Boşluğa bakan kırmızı gözleri gözlerimi bulduğunda paramparça olmuş kumaş parçasını parmaklarıyla daha çok sıkmıştı.

Barut titreyen sesiyle, "Sen mi yaptın?" diye sorduğunda elindekine ardından tekrar gözlerine bakmıştım.

"Neyi?"

"Bu hırka, annem öldüğünde üzerindeydi ve hala da kokusu vardı." dediğinde acıyla gözlerini sımsıkı yummuştu. "Bu hırkayı sen mi paramparça ettin?"

Ciddi mi diye başımı hafif sağa eğip yüzüne baktığımda kaşlarımı çatmıştım. Barut kapalı olan gözlerini araladığında sorusunu tekrarlamıştı. "Annemin kokusunun olduğu hırkayı sen mi parçaladın Asena!?" 

Bağırmasıyla irkildiğimde hafif gerilemiştim. Yakınında durmak şuan itibariyle çok tehlikeli olduğu için ondan uzaklaşarak ayağa kalkmıştım. Barut da benimle beraber ayağa kalktığında elindeki hırkayı da hala sımsıkı tutuyordu.

"Ben neden böyle bir şey yapayım?
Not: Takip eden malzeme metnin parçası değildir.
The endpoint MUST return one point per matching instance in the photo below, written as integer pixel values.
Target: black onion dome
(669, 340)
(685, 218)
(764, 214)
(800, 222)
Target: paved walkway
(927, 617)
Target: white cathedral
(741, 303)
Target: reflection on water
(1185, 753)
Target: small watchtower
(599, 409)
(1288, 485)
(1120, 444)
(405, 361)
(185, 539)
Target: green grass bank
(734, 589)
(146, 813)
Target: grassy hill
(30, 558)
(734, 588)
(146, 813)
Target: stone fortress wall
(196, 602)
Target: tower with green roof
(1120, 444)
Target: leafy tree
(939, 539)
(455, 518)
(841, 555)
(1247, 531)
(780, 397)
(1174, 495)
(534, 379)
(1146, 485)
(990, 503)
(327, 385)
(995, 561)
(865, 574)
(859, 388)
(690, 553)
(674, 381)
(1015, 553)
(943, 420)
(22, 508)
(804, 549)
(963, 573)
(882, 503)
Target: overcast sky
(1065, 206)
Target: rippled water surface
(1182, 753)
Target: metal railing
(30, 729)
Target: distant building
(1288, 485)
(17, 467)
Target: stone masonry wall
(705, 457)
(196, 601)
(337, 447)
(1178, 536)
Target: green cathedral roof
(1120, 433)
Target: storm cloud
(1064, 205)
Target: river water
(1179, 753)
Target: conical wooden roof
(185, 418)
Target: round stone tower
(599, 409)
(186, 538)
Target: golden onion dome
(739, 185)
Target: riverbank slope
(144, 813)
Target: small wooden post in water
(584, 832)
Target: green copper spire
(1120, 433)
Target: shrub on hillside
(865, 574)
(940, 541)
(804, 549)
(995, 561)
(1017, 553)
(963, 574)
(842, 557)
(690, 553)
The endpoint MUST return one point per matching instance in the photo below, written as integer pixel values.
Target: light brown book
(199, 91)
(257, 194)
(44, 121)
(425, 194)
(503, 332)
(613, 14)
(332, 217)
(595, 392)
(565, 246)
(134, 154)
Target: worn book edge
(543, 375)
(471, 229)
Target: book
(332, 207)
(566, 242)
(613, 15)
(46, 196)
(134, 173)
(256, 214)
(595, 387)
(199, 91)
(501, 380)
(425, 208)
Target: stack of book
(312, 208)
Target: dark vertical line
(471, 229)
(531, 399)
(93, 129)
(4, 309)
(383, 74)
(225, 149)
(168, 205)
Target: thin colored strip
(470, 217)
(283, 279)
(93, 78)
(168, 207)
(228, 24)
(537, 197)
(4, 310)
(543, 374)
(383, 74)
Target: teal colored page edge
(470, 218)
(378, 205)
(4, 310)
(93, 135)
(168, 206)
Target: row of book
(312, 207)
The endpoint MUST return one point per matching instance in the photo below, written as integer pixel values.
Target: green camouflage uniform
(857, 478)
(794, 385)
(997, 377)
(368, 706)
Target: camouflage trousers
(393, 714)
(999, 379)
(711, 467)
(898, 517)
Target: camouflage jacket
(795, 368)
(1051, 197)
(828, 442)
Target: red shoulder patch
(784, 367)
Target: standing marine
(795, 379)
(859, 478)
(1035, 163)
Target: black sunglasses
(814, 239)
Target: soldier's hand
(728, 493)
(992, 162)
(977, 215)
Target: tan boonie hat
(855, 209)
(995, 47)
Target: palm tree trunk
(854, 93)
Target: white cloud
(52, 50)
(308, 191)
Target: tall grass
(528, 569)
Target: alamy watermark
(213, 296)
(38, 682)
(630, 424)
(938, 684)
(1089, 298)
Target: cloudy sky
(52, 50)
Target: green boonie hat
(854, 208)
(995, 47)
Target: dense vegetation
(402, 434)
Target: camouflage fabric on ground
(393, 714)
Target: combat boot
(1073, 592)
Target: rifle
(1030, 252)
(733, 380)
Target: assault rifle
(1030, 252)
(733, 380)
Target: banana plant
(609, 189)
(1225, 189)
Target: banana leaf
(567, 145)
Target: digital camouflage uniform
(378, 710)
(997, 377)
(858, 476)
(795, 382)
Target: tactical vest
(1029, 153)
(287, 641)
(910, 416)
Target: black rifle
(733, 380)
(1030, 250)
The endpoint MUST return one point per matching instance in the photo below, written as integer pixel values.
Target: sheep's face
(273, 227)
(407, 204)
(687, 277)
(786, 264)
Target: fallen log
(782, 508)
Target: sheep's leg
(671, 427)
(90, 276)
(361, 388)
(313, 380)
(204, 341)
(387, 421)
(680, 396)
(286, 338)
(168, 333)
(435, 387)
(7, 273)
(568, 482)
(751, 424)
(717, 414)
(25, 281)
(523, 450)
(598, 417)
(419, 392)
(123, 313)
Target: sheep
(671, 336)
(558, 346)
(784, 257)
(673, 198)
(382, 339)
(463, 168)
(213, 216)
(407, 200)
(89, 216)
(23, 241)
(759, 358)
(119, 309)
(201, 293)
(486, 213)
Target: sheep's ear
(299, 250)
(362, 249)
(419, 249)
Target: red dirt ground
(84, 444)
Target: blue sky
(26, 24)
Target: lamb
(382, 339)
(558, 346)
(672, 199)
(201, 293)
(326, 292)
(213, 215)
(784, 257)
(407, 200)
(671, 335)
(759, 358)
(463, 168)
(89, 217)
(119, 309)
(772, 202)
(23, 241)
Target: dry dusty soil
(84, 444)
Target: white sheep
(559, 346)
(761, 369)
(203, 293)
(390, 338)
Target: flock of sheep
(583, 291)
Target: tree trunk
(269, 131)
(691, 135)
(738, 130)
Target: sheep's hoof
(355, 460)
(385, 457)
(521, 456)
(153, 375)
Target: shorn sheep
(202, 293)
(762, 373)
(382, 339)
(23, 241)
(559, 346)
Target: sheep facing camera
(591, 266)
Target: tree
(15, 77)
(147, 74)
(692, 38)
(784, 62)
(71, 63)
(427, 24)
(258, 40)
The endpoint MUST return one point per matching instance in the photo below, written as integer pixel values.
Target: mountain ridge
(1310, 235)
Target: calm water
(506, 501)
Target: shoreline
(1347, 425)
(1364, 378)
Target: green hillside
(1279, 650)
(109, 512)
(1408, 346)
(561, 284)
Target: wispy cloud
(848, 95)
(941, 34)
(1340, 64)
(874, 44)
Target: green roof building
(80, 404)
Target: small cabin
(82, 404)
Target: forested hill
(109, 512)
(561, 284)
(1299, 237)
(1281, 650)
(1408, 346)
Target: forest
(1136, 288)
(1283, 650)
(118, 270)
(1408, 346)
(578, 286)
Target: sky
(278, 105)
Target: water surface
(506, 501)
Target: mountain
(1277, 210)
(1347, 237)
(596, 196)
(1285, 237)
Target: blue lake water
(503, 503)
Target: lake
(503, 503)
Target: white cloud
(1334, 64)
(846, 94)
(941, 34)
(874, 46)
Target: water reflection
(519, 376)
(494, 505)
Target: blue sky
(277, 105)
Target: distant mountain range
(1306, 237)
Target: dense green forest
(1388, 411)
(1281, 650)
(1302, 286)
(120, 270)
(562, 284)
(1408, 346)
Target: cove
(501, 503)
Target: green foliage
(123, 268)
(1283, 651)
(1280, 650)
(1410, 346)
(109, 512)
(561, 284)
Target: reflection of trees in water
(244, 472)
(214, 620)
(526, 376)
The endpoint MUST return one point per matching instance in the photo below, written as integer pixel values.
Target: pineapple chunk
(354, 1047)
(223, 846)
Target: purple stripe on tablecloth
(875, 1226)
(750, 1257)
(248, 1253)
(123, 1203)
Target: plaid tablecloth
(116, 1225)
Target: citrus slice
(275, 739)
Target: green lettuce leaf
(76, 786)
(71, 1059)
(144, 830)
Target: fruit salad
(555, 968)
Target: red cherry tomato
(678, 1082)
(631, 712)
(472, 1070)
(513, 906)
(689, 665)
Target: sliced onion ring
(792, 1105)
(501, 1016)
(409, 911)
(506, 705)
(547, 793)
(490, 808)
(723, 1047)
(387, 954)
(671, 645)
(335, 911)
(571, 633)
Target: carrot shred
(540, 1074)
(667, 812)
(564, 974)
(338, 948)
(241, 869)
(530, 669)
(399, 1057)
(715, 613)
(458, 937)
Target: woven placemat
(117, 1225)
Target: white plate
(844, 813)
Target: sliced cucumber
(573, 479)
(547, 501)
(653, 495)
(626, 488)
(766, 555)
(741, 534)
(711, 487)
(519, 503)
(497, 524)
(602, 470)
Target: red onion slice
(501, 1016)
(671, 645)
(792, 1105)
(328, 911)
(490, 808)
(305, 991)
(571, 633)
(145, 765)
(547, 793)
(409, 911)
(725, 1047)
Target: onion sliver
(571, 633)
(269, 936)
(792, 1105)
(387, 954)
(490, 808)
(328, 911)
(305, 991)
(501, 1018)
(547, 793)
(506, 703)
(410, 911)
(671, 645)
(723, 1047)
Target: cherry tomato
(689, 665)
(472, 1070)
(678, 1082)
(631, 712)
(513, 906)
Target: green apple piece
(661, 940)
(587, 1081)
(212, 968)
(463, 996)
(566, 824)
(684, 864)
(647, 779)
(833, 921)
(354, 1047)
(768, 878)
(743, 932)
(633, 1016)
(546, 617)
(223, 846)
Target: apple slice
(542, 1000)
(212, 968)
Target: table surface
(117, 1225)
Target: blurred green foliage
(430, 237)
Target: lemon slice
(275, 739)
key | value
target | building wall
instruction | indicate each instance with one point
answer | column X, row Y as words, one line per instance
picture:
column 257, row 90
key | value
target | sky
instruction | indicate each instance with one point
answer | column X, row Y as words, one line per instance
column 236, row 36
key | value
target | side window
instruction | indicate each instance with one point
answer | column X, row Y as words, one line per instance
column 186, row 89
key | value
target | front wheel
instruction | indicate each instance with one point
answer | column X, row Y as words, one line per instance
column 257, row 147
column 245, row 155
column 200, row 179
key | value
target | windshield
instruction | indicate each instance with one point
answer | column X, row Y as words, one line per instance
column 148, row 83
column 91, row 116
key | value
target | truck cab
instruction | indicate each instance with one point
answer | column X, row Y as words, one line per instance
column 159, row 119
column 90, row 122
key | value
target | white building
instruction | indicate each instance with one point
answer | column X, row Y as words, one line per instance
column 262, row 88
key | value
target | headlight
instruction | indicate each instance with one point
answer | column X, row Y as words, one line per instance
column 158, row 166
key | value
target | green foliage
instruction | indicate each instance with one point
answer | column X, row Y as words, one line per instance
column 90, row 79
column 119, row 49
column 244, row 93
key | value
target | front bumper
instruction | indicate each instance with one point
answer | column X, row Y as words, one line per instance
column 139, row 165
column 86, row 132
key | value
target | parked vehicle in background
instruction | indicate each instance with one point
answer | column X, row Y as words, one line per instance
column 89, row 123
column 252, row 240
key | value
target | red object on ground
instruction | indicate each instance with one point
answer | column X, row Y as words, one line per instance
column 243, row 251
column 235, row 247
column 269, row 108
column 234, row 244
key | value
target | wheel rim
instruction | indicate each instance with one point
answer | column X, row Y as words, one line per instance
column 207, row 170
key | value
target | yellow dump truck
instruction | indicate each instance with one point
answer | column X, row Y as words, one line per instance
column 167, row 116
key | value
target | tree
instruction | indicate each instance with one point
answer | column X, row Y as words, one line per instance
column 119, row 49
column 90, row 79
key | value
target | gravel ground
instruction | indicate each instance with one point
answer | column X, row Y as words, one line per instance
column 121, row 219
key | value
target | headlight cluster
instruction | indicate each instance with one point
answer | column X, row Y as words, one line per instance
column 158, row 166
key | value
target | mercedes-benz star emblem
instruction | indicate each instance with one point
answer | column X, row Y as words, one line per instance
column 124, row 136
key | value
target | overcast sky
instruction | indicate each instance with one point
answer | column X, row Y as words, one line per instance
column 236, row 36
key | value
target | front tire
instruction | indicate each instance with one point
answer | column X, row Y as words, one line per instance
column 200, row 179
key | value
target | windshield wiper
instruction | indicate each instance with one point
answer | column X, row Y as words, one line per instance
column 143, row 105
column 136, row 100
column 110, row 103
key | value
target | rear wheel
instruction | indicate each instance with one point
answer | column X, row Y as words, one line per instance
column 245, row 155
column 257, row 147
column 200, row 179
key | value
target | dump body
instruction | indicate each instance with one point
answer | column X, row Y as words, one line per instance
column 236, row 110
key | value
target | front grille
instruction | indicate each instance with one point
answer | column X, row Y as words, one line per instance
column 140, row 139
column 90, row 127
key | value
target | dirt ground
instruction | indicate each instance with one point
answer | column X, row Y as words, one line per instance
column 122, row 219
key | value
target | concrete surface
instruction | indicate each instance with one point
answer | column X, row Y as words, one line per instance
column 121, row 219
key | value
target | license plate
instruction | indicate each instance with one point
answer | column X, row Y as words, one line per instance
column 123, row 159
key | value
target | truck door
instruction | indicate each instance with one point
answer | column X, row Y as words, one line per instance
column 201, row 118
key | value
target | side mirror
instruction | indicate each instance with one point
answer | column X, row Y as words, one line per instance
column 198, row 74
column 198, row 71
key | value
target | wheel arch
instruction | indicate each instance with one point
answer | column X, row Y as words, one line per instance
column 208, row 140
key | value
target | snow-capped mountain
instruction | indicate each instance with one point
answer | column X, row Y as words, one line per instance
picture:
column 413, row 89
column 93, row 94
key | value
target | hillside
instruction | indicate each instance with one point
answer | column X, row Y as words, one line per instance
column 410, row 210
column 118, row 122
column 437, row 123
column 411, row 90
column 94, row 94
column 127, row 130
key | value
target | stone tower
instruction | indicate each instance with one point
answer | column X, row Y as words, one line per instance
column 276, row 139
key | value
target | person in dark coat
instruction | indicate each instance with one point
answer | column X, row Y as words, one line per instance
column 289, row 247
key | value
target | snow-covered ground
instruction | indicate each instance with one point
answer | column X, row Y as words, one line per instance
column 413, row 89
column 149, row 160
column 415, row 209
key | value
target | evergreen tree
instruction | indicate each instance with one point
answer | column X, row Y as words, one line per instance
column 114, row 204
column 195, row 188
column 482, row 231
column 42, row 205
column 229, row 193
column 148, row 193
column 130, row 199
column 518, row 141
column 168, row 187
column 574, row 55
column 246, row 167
Hem ayrıca ben nerden bileyim annenin hırkasını? Saçma sapan konuşma! Dışarıda bir sürü katil tipli köpeğin var! Git onlara sor!" diye bağırdığımda gözlerini kapatarak başını yukarıya kaldırmış burnundan da derin bir nefes çekmişti.

Barut dişlerinin arasından tıslarcasına, "Bıçakla kesilmiş..." dediğinde kaşlarımı biraz daha çatmıştım. Bu da her bıçak işini benden biliyordu! Ayıp ama!

"O zaman git insan tipindeki köpeklerine sor." demiştim gayet sakin bir ses tonuyla.

"Asena!" diye kükrediğinde bir kere daha irkilmiştim. Ama artık gerçekten yeterdi! bu on dakika içerisinde beni sesiyle ikinci korkutuşuydu!

"Ben bilmiyorum. Elinde tuttuğun şeyi de hayatımda ilk defa gördüm. Belki senin de içinde sana bir şeyler yaptıran bir ses vardır? Belki de sen yaptın ve hatırlamıyorsundur?"

Barut tepkisizçe altı saniye kadar yüzüme bakmış ardından hızla başını  iki yana sallayarak benden bir buçuk adım uzaklaşmıştı.

"Saçmalama ne alakası var? Senin işin bu!"

Bakışlarımla elindeki hırkayı işaret ettiğimde, "Bu hırkanın annene ait olduğunu sen biliyorsun ben değil," tek gözümü kırpıp hafifçe başımı salladığımda. "Bir kere daha düşün." diyerek gülümsemiştim. Kapıya doğru  yürüdüğümde kapıyı açarak bir bacağımı dışarı atmış ardından başımı çevirerek Barut'a bakmıştım. Put gibi hareketsizce duruyordu. "Kahvaltı hazır sakın geç kalma. Ben sofra adeti falan dinlemem kahvaltıya başlarım bilgin olsun." diyerek odadan çıkmıştım.